9. Go for the food and the view at Bonito. There’s no better view in Gustavia, especially now that The Carl Gustav and its restaurant, Victoria, have mysteriously closed. And the food lives up to the view. Here’s the best sushi and Peruvian tiraditos on the island. It is also the only restaurant the whole time we were there that was actually packed. The crowd is varied– yacht people, cruise passengers, locals and people like us. And they have valet parking which is a huge help in Gustavia.

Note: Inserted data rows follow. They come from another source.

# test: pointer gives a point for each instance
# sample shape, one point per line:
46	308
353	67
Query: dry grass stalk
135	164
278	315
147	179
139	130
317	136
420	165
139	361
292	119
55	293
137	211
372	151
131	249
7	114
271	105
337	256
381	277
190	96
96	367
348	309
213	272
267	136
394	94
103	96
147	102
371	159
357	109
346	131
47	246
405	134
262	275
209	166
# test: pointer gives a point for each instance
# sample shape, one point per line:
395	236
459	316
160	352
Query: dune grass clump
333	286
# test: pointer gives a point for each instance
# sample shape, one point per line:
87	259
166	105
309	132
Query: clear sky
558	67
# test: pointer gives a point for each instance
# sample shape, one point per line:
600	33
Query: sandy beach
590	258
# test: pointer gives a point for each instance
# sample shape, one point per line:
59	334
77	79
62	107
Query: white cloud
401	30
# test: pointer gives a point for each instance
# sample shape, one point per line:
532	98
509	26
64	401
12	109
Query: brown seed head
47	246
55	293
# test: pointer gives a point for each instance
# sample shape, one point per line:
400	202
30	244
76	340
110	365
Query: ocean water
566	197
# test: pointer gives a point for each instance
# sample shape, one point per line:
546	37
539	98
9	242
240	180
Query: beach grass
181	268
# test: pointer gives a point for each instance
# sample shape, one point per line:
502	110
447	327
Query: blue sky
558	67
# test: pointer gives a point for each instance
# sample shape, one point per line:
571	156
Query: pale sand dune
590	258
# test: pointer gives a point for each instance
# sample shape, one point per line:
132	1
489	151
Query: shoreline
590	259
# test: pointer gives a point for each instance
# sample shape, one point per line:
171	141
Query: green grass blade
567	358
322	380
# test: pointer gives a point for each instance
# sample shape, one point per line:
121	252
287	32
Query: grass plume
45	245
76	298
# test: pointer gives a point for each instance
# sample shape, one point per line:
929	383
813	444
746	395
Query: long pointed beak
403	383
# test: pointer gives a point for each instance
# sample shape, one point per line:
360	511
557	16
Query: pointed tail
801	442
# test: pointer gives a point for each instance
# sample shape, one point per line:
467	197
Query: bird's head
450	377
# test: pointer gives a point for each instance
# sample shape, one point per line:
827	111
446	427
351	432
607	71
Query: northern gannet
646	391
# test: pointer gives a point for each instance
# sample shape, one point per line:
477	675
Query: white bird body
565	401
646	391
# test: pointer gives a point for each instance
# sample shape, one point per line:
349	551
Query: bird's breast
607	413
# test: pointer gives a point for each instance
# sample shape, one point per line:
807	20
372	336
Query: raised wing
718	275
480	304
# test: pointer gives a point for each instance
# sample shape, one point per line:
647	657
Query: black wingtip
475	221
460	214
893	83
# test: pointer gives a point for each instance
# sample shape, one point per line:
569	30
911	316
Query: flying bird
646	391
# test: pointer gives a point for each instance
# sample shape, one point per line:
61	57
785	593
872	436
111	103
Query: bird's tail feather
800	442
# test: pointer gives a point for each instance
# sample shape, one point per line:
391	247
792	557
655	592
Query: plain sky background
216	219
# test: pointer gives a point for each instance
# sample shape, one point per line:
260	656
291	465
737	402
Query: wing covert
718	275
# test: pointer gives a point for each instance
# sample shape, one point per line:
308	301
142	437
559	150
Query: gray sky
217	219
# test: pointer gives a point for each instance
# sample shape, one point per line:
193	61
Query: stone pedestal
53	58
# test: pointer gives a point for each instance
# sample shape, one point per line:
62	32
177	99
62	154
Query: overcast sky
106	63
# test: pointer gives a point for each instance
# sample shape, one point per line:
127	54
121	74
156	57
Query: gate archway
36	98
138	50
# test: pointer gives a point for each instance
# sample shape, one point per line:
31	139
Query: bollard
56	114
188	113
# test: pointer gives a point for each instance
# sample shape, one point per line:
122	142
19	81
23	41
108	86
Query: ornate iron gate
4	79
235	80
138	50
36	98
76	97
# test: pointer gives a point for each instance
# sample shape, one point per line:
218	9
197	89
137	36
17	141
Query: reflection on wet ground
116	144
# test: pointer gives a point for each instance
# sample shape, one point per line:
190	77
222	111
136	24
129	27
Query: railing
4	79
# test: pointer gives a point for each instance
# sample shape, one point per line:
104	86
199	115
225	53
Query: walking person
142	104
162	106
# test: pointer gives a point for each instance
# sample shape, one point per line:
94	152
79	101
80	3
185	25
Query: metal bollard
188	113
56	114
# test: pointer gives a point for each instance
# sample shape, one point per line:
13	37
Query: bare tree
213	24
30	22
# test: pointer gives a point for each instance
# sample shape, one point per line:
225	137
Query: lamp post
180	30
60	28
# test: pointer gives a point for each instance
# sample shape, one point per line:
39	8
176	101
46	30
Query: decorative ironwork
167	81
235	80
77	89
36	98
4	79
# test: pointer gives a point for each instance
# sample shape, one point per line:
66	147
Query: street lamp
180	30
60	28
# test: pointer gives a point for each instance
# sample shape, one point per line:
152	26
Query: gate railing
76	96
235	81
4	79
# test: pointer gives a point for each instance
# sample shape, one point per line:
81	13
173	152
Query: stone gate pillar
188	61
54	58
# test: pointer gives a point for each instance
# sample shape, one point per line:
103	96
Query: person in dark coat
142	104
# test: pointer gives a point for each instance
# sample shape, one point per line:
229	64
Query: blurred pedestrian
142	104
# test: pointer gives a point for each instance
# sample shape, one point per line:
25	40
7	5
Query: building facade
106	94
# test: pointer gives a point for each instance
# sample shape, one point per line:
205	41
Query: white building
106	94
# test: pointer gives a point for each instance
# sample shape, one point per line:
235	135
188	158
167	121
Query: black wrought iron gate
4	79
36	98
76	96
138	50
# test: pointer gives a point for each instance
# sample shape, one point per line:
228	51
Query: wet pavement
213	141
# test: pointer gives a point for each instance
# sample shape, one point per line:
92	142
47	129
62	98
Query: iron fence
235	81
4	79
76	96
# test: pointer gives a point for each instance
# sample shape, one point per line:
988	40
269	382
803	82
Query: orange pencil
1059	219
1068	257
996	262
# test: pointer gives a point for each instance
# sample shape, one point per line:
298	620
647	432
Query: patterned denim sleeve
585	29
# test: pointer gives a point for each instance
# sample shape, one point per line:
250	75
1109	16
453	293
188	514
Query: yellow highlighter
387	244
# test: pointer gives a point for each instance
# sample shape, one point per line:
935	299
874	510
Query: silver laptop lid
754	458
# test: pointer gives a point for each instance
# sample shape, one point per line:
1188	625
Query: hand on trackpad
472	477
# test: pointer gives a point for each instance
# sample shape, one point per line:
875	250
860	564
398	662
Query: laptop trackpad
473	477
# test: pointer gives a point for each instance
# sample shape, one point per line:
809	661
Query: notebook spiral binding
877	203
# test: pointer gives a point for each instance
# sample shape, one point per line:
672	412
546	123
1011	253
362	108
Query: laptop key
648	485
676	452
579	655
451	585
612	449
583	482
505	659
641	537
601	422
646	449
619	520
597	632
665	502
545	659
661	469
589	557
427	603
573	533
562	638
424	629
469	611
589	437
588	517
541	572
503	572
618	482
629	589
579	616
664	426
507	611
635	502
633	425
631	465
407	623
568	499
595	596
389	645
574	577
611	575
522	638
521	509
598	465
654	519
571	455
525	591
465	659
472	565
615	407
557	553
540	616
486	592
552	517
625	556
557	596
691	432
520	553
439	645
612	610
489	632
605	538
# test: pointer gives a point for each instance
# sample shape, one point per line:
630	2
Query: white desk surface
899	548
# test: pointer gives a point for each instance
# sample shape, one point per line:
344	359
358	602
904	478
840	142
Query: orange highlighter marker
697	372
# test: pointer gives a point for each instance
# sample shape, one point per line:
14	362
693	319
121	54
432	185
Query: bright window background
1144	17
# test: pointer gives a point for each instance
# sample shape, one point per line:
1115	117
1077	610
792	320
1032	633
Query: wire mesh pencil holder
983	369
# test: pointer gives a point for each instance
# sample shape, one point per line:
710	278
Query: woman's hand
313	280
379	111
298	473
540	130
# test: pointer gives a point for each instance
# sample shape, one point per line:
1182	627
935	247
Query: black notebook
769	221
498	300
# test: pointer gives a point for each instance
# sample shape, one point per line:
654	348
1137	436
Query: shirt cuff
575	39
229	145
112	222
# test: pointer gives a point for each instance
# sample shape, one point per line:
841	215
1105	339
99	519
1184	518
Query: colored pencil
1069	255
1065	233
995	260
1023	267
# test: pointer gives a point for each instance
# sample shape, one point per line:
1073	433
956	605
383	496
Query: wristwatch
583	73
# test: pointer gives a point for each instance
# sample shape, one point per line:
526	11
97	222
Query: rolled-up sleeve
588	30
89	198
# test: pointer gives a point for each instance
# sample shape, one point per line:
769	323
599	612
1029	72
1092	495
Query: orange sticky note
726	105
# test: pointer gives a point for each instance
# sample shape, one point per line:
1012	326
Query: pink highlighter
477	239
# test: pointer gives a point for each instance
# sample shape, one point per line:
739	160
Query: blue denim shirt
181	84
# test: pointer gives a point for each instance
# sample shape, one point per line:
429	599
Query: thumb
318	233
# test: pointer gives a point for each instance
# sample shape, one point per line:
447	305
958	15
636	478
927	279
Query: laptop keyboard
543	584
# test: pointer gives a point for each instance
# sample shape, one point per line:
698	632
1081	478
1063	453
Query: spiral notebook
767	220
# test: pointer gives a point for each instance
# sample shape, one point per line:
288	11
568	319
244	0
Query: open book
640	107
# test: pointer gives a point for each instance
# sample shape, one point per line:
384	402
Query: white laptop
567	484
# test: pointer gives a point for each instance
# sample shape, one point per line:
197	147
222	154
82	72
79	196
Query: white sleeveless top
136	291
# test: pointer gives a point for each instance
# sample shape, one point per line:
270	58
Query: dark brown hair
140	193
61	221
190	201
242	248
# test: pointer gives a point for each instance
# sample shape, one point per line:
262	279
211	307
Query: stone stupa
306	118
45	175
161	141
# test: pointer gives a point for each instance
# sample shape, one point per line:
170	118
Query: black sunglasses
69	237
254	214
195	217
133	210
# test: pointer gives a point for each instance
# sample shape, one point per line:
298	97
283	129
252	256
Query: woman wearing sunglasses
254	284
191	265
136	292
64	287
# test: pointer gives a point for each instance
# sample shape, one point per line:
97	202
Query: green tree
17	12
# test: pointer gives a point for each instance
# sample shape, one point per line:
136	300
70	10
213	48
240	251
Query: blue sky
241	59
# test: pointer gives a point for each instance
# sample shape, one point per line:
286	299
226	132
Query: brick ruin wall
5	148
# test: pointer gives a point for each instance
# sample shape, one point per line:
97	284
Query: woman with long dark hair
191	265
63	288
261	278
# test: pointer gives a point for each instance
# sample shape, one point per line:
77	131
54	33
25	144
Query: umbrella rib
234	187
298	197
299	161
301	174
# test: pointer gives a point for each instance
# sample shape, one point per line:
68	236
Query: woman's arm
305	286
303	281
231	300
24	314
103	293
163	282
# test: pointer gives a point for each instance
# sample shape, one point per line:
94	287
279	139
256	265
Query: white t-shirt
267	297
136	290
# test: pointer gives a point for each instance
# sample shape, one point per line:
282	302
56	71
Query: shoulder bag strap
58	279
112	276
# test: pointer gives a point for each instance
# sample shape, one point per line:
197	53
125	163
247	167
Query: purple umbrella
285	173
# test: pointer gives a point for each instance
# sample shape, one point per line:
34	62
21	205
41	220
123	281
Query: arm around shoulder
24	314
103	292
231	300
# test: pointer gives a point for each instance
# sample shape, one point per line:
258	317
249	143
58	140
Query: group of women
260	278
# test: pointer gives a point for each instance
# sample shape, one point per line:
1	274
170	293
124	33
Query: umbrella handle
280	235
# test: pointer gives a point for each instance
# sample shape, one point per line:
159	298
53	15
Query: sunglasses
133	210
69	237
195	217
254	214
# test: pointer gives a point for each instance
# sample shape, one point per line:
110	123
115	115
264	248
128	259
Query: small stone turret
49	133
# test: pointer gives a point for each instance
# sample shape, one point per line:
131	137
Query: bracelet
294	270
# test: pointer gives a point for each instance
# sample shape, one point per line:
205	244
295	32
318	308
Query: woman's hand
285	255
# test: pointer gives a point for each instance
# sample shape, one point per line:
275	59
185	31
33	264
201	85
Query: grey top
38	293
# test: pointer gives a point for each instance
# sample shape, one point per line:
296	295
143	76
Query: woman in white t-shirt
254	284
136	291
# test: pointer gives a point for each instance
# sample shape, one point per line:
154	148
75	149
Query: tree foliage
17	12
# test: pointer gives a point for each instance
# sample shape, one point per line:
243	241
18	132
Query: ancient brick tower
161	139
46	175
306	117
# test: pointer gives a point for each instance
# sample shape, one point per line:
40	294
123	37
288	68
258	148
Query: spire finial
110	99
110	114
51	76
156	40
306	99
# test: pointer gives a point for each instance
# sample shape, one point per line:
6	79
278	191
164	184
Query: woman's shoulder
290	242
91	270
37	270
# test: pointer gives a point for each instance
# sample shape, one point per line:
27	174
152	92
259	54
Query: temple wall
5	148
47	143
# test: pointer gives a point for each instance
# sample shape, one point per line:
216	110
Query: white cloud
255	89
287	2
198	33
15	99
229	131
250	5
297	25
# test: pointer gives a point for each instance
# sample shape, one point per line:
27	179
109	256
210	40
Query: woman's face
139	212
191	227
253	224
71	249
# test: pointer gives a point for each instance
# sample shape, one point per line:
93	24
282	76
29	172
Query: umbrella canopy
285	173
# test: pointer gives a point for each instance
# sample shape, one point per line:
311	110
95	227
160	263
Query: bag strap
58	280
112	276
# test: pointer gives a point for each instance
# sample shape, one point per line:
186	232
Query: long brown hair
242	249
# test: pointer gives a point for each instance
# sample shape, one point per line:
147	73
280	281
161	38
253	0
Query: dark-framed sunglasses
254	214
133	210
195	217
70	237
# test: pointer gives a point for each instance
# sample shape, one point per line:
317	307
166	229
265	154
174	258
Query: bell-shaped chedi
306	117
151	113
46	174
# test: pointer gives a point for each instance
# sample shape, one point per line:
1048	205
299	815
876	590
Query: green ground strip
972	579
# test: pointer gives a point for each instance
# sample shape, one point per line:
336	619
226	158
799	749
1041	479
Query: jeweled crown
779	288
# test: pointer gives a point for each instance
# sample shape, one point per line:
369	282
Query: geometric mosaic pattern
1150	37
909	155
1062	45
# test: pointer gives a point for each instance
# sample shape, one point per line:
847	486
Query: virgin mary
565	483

So there we have it: Our vacation in under 2000 words. I could go on about the best beach—still Saline—and the kindness and courtesy that greeted us everywhere from M’Bolo, our favorite gift shop, to KIWI where our grandson and goddaughter’s annual swimsuits come from, to the service at Hermes. But go down and discover this island for yourself. You won’t be disappointed. In fact, you may want to join the club. A la prochaine! (Until same time, next year).